Cimino’s characters, who are only semi-articulate at the best of times, never actually voice an opinion on America’s Indo-Chinese ventures, and it is not clear whether Michael, Nick and Steve go to Vietnam because they are patriots, or conscripts, or because it is in their eyes, much like the mountains back home where they hunt for deer, just another all-male domain in which they can play out their games of cameraderie and machismo. In this way, Cimino side-stepped the narrow ideological controversies of his times, making a film that could (and did) touch both fervent supporters and vehement opponents of the Vietnam War - and the same is true for his ending, which seems to reassert an America that rests on faith and patriotism, even as it calls into question whether such terms can any longer have the same meaning as they did before. It is a mixed message that looks back to all the doubts and disillusionments of the seventies, while at the same time paving the way for the new conservatism of the eighties under Reagan.

Deer Hunter

On top of all this, The Deer Hunter is at once a war epic (whose focus on the homecoming of De Niro’s hero Michael Vronsky evokes both Homer’s ‘Odyssey’ and Tolstoy’s ‘War and Peace’), a realistic portrait of a sleepy Russian Orthodox steeltown in Pennsylvania, and a story of male friendship that, post-Brokeback Mountain, seems full of unspoken desire and sublimated longings. It is rich, messy, and unmissable.

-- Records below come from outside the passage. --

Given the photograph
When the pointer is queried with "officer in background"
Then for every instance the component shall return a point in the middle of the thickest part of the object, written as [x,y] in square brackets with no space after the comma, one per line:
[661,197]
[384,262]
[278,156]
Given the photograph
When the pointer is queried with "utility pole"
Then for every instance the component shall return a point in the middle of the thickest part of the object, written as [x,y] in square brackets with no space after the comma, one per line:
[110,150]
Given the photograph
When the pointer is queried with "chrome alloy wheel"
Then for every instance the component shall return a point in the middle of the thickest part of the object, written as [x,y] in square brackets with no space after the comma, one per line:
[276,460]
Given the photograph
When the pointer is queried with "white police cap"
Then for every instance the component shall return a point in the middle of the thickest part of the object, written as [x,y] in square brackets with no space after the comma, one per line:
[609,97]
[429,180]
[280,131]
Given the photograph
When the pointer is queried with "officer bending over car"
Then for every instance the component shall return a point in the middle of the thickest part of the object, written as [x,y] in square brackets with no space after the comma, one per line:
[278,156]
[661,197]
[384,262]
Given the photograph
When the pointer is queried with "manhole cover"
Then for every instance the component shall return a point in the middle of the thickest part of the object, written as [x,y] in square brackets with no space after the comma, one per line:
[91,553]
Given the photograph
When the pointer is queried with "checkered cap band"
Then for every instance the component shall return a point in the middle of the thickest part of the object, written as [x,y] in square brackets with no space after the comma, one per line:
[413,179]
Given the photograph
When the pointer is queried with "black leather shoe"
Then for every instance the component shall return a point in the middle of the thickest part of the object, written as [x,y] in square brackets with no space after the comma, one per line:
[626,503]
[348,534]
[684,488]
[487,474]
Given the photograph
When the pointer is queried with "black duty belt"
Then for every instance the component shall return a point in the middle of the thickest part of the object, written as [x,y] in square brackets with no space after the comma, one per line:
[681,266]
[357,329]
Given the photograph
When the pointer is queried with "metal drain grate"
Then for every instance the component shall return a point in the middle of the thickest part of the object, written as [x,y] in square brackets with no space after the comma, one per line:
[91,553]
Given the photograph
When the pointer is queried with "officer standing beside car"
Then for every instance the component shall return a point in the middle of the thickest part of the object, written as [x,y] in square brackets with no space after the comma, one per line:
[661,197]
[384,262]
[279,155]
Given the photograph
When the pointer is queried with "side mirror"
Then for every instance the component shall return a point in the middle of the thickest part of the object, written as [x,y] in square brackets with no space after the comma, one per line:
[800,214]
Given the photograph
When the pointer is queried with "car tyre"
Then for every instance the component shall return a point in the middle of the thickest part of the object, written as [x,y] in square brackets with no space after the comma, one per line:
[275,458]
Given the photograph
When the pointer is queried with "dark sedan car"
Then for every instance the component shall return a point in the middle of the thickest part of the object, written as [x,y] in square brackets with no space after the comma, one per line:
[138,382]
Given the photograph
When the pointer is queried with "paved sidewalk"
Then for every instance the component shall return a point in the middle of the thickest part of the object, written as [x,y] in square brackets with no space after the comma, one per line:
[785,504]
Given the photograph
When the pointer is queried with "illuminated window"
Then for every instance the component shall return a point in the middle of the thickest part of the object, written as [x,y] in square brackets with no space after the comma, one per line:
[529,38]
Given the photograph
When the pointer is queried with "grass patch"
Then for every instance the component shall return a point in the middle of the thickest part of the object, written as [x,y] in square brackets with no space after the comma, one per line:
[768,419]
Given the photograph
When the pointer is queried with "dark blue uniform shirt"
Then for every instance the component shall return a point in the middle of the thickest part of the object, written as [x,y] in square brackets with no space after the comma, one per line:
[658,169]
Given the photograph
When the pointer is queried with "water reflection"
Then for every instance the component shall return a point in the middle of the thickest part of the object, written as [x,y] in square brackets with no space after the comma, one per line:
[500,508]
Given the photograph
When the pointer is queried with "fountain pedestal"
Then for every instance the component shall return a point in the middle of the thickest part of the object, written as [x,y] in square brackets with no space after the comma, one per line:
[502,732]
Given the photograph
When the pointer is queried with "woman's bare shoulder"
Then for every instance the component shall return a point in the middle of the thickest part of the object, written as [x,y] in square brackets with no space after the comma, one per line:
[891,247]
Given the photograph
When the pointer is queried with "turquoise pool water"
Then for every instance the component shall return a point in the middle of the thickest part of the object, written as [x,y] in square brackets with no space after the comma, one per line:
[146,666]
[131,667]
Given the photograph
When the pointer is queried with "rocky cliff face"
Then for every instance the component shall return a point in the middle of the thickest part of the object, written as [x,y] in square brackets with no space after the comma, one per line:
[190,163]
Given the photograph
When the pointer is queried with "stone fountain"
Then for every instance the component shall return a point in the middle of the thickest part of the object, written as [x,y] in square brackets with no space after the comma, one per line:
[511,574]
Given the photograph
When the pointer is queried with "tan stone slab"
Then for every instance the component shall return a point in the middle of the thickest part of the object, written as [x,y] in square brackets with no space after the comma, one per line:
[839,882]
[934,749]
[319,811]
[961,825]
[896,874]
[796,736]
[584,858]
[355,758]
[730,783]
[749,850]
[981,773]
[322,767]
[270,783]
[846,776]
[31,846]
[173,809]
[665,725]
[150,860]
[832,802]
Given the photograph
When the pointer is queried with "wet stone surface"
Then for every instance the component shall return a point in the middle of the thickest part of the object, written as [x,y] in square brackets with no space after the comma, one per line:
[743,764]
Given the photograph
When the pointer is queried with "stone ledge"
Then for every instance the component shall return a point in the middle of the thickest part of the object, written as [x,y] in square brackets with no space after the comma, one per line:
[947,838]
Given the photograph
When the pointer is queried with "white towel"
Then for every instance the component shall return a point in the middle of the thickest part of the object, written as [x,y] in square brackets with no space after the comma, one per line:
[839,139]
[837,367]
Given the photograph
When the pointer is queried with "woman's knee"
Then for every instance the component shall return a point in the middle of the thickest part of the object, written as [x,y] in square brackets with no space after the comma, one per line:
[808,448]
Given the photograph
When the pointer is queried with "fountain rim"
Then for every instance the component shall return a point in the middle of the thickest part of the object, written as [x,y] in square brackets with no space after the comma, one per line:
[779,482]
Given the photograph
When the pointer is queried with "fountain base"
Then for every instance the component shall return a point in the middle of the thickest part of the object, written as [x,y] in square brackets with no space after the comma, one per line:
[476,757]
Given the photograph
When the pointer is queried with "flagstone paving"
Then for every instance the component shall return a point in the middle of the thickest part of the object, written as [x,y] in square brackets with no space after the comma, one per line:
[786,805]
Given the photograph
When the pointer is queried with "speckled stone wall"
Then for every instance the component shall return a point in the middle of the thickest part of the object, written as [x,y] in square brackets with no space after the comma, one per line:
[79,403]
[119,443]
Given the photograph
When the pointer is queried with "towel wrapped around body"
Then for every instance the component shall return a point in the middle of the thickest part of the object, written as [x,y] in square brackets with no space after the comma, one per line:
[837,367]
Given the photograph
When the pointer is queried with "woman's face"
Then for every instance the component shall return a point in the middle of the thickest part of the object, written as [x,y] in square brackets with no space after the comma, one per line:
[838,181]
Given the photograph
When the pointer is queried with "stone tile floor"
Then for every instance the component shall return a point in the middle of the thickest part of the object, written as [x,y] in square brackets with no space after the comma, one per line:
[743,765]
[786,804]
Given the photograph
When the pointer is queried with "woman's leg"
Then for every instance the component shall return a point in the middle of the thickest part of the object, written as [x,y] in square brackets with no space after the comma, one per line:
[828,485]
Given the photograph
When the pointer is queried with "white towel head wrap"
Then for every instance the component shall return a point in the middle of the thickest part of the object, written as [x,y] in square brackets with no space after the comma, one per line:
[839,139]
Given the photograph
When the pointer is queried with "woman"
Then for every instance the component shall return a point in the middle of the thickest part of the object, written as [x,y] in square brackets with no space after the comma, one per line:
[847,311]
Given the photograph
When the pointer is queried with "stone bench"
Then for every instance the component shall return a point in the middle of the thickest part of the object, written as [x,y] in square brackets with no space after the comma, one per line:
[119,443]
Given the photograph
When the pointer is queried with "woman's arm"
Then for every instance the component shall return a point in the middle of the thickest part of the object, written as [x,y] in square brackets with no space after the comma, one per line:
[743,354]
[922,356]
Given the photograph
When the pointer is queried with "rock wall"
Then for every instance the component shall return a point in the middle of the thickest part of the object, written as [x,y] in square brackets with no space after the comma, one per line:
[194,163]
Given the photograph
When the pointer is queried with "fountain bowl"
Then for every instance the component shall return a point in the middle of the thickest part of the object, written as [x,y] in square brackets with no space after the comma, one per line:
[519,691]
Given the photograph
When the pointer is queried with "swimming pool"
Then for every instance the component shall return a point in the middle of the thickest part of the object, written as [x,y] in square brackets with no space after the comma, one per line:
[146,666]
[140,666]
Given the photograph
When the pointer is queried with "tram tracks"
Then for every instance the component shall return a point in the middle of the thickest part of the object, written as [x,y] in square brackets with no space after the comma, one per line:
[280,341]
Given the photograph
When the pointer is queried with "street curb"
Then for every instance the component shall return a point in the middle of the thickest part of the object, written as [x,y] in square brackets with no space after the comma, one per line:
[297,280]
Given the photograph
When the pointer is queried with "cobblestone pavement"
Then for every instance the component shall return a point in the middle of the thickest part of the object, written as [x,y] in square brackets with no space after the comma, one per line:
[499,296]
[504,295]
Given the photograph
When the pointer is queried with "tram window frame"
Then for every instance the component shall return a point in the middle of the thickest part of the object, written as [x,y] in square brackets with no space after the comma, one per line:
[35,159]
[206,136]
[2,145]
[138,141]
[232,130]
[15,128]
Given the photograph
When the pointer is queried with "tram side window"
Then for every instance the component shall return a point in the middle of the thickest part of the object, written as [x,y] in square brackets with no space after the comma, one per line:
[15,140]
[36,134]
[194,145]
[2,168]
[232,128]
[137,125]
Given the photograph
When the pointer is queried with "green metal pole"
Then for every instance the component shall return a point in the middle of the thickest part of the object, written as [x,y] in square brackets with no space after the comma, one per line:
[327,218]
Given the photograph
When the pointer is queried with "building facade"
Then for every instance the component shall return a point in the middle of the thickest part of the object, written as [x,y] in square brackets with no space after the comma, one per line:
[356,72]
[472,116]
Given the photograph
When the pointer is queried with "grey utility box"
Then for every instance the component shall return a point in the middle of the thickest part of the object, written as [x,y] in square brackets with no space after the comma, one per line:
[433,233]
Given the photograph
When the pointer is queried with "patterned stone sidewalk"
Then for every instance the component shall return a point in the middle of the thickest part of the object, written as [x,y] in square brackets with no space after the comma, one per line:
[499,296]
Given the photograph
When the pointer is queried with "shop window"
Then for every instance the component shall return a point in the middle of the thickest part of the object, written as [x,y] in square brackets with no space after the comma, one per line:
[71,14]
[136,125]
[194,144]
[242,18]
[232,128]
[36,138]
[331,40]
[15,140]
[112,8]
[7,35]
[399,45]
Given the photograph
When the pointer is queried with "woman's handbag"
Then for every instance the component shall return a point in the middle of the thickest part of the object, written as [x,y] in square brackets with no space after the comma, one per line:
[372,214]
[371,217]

Gauging the shifting moods of the 1970s, this tale of life and love disrupted by war is as arresting as a bullet to the brain.

The 50 Greatest Dramas: #50: Mississippi Burning (1988)

Tuesday, April 14th, 2009

Hard-hitting - if somewhat simplistic - tale of hideous racism in America’s Deep South. Stars Gene Hackman and Willem Dafoe as FBI investigators

This powerful movie represents Alan Parker’s best work and remains pertinent, although the events it borrows from occurred in 1964.

Two FBI investigators, the bright, by-the-book Yankee Ward (Dafoe) and the older, calmer Southern boy Anderson (Hackman), visit a small Mississippi town after the disappearance of three civil rights workers (two of whom were white). Their clash over working methods provides the subplot as they reveal the extent of the racism and brutality simmering in the town - especially from the wife-beating, black-baiting law enforcers (headed up by Brad Dourif).

No recent film has generated such convincing Southern atmosphere. It’s like a fly-on-the-wall observation wrapped inside a handsomely mounted thriller, and ensures that the message, told in potent but arguably simplistic terms, reaches a wide audience.